A parent’s biggest dream is to ensure his child is educated and prepared to face the world, armed with knowledge and the head start a good education provides. Unfortunately, the very institutions that a parent turns to might be the reason these young people start out already in a financial hole and with debt they nor their parents could have ever anticipated.
This, according to a report released on Wednesday by Public Interest Research Higher Education Fund. Rich Williams, a spokesperson for the group said,
Bank middlemen are making out like bandits using campus cards to siphon off millions of student aid dollars.
It’s believed as many as 900 American colleges are doing their part to “push students into using payment methods that carry hefty fees and other costs”. The report also said both colleges and banks are raking in millions of dollars in fees – and worse, this could be happening illegally. The report, not yet released to the public, has been received and evaluated by the Associated Press.
The report also stated two out of every five college student in the United States attends a school that has a deal with any number of financial companies. That’s more than 9 million students. And the vast majority of these students are likely going to find themselves believing there are few options or alternatives to what’s being offered them and their families. Many of these students could realistically be paying down their student loan debt for many years.
No Longer Fee Free
Many parents who received student aid during their own college days likely recall the absence of additional fees – straightforward and with no hidden traps. That’s no longer the case, though. Now, student aid has its own fee structures – along with the traditional costs associated with applying for and receiving that same financial aid.
One of the biggest costs associated with these new “fees” is the third party companies that actually print and mail traditional paper checks. This has traditionally been completed by the colleges; now, though, third party companies have lifted that burden off the facilities’ shoulders. It’s the customer who pays to have is check mailed to him.
It’s no longer America’s well-kept secret that student loans now total more than credit card debt in this country. In fact, total student debt far surpassed the $1 trillion mark awhile ago. Usually, college students and their families use two sources of funding college: student loans and credit cards.
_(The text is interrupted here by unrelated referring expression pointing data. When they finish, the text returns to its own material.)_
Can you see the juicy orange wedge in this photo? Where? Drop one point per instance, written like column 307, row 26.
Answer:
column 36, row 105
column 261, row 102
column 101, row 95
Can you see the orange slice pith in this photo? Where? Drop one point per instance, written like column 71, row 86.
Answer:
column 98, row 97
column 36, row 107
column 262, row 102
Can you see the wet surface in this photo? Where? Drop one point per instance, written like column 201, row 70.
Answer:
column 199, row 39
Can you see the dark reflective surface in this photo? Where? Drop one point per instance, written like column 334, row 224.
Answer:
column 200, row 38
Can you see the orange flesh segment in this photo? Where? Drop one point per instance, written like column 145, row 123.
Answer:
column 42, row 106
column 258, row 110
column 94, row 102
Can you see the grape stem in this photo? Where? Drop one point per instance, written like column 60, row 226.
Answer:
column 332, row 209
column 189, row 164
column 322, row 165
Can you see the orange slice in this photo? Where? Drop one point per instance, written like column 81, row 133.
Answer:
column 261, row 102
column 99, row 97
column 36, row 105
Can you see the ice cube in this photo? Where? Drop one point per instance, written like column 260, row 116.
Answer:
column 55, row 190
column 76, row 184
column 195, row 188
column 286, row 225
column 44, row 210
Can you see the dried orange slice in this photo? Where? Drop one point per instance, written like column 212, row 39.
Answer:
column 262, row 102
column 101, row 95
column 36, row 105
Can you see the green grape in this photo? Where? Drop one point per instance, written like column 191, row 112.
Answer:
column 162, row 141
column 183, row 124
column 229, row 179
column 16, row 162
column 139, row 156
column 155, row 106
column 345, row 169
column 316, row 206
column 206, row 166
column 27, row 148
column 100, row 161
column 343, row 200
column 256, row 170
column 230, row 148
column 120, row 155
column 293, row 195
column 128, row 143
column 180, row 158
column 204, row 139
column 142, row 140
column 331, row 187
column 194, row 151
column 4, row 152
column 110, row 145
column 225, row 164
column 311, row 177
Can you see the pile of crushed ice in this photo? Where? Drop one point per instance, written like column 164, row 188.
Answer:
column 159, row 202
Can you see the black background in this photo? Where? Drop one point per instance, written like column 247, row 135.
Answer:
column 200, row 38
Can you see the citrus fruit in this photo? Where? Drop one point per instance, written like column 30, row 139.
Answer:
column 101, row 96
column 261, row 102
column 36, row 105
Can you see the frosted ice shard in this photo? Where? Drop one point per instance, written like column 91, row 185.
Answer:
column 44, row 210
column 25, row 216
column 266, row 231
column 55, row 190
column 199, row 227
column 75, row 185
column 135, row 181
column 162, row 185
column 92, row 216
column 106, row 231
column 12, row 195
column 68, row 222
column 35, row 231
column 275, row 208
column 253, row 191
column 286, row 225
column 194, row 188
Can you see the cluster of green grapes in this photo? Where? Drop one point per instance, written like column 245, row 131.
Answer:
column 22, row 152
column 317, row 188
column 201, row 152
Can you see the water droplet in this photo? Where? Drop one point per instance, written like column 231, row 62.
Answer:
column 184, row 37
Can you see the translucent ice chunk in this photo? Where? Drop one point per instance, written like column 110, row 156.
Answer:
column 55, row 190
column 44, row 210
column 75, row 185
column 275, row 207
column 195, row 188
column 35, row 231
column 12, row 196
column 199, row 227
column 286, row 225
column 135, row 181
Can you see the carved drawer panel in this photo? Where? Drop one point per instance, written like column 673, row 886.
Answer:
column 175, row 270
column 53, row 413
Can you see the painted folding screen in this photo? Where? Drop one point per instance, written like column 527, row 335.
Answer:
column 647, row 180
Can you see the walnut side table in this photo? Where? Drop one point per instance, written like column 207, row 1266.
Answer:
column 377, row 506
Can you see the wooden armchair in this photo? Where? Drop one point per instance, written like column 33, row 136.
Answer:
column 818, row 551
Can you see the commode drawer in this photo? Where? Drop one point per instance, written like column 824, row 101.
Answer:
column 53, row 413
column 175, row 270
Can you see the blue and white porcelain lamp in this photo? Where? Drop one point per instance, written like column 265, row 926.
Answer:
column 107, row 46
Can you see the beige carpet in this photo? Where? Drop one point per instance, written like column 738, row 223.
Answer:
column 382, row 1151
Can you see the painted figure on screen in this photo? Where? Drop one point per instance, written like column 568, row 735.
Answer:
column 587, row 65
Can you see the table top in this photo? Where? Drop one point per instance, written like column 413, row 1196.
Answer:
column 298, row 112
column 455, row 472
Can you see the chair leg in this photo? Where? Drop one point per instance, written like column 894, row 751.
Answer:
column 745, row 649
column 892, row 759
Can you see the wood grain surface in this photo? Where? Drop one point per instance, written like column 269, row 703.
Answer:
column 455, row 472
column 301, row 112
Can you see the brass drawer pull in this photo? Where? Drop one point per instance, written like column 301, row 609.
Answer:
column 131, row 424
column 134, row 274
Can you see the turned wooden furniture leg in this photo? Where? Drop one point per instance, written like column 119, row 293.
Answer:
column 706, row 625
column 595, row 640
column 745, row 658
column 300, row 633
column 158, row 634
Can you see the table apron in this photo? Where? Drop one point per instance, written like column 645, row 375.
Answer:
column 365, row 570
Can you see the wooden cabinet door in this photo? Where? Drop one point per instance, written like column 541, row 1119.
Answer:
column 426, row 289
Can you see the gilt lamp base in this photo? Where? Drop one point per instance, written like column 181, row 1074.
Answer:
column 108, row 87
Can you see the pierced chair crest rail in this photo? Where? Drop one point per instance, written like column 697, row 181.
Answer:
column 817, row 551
Because student loans don’t cover things like “recoding fees”, students are turning to credit cards to offset these confusing fees. Some colleges even have fees students must pay if they don’t turn in all of the necessary paperwork the first time. Even the Department of Education has stepped in and determined many fees are not biding or not allowed.
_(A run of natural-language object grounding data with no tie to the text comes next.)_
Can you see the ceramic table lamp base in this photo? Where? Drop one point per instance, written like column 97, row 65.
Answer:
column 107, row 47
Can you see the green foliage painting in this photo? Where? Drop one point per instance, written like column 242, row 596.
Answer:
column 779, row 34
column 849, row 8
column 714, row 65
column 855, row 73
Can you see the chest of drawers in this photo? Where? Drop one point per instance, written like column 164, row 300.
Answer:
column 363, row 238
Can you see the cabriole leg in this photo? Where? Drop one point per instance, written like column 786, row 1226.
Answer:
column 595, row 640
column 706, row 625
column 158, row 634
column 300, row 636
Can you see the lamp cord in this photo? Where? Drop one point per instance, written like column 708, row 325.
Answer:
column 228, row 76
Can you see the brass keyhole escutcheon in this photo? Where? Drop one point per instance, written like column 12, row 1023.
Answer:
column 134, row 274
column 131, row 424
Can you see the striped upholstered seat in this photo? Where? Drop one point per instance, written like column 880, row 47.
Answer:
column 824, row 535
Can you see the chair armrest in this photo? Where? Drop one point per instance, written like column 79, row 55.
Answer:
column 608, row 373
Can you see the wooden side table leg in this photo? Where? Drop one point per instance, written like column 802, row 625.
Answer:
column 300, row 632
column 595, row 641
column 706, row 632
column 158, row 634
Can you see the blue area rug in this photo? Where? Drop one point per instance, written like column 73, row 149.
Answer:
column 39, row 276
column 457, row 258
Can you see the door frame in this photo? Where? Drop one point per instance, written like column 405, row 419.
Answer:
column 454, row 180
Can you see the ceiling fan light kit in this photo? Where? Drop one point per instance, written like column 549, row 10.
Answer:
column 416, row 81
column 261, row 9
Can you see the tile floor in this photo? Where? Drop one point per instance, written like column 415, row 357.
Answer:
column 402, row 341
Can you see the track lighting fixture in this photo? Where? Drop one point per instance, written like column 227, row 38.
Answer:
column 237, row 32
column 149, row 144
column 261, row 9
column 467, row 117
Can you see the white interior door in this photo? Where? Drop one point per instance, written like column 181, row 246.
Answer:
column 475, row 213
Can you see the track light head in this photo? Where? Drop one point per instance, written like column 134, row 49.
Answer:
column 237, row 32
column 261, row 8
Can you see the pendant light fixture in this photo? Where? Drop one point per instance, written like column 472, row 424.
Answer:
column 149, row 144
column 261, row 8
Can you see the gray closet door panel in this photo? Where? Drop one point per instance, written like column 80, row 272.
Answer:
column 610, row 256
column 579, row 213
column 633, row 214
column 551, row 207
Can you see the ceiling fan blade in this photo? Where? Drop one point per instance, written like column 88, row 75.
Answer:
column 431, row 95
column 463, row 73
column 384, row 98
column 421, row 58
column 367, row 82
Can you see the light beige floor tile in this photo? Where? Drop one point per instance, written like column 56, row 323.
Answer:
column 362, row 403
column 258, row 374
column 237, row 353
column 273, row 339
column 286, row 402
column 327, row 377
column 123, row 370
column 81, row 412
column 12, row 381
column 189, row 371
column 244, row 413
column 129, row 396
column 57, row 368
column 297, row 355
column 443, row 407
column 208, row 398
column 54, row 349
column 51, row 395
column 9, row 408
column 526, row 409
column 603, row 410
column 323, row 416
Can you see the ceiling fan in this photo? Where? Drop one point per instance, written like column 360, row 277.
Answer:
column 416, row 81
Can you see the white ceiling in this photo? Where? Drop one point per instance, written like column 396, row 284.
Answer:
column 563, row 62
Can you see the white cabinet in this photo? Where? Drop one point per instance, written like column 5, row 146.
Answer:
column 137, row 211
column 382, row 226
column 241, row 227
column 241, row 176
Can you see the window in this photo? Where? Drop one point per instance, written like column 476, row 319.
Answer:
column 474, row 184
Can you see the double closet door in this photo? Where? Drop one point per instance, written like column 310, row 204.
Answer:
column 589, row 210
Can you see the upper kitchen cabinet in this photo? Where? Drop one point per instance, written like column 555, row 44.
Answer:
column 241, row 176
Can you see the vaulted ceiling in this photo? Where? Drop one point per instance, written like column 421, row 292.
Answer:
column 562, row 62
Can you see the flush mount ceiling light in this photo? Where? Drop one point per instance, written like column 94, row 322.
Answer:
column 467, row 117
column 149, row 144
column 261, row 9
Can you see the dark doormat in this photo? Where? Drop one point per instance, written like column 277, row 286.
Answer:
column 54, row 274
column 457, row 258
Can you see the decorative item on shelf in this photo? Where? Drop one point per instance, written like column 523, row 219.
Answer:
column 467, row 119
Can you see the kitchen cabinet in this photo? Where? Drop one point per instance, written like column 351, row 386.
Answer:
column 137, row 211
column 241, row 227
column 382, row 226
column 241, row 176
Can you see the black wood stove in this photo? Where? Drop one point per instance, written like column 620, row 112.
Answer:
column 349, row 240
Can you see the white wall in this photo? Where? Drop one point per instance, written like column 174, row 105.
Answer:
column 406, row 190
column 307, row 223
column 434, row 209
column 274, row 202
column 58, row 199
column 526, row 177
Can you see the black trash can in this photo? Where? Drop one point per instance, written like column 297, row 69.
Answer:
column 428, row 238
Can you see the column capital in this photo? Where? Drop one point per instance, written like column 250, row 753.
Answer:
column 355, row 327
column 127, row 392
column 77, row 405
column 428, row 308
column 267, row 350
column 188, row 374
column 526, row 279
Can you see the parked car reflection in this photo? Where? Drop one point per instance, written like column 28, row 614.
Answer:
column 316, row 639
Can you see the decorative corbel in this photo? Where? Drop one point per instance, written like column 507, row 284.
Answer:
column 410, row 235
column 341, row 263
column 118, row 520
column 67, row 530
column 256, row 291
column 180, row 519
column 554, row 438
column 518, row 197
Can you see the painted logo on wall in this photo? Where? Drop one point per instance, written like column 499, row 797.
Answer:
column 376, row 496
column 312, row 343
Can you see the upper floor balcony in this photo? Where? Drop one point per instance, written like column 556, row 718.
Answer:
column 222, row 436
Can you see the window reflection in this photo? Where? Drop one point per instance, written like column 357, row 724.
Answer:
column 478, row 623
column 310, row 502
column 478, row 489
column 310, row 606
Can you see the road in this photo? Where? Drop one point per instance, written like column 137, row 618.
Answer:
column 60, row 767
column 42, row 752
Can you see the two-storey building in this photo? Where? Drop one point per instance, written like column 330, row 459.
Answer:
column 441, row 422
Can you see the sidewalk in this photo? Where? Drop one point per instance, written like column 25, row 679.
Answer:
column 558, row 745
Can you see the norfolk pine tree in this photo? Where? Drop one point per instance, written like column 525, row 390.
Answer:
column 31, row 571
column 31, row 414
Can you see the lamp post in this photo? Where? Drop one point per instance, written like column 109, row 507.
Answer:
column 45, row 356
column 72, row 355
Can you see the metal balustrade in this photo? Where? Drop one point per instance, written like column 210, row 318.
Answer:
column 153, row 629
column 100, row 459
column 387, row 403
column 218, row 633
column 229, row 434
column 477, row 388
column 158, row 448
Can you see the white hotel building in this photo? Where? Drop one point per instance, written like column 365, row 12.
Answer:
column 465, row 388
Some of these companies are claiming students and their families should have more closely read the terms and conditions associated with any financial paperwork. It’s overwhelming for many though simply because they had no idea how complex the process had become in recent years.
The study also revealed students can have their student aid or loan proceeds direct deposited into their bank accounts; however, there are significant amounts of money spent on marketing designed to sway students to take another route: specifically, the company’s own branded debit card.
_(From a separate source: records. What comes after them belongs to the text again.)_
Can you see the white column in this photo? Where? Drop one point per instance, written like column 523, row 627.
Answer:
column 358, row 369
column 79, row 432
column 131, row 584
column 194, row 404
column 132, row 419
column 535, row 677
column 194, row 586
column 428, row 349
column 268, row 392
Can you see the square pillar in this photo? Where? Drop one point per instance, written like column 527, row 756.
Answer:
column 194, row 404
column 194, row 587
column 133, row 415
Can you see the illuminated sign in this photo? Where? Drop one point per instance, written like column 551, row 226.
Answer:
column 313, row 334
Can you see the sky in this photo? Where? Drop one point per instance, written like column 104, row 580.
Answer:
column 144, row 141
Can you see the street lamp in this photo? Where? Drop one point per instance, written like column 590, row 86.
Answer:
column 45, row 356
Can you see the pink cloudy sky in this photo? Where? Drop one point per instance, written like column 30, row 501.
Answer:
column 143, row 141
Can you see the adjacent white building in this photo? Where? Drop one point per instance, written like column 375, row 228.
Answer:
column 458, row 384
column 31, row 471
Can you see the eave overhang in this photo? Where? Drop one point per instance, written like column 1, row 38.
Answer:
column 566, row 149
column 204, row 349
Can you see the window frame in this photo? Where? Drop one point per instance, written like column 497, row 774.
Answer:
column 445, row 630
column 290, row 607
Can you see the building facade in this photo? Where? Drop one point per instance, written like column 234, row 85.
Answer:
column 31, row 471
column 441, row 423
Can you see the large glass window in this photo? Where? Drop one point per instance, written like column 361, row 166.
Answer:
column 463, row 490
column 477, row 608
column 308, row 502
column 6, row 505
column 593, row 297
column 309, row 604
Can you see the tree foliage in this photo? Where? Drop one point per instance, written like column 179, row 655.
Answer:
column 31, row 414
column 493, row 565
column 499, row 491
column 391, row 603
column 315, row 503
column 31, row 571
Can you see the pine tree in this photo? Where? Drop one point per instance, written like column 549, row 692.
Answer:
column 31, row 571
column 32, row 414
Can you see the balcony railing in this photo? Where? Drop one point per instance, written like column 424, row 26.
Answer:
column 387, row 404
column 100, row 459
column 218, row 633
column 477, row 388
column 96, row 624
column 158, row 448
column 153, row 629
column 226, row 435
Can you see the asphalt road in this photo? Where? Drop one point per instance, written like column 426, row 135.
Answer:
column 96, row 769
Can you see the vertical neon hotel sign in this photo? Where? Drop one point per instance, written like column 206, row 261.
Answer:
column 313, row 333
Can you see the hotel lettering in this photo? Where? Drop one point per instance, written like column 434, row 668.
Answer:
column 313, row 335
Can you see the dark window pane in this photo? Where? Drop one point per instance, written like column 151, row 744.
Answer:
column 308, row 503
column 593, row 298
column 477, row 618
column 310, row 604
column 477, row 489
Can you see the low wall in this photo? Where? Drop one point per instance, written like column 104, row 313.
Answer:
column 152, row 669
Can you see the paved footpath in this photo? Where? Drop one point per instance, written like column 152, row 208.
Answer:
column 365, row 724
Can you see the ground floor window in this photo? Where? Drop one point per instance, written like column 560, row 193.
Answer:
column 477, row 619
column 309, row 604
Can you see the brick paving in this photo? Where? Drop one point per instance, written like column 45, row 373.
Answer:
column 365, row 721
And, of course there are fees associated with using those cards. These offers differ from one campus to another as do their products. Some include checking accounts with high fees and few protective mechanisms in place while other companies opt for something else.
Ohio State University
Ohio State, according to analysts, will receive a staggering $25 million in fees over fifteen years. Other colleges have different deals. Florida colleges receive a percentage of ATM fees. If you’re wondering how to locate the agreements or paperwork, don’t bother. These schools do not want to release the contractual details.
Of course, the 2009 CARD Act plays a role. New rules prohibit credit card companies from issuing credit cards to students who have no way to repay the money. Not only that, but banks are no longer allowed to compete with the government’s student aid programs. Clearly, banks must now scramble to offset the losses of these types of loans. Even though they’re making big money in these dynamics, they’re having to revamp their methods of entry. Can’t collect profits by directly dealing with students, then simply go through the back door with the colleges and third parties.
This was not the spirit in which these new laws were created. The goal was to better protect college students, not add further burdens. Instead, it’s done exactly what the CARD Act had sought to eliminate; the difference is it’s much worse now than it was before new regulations kicked in.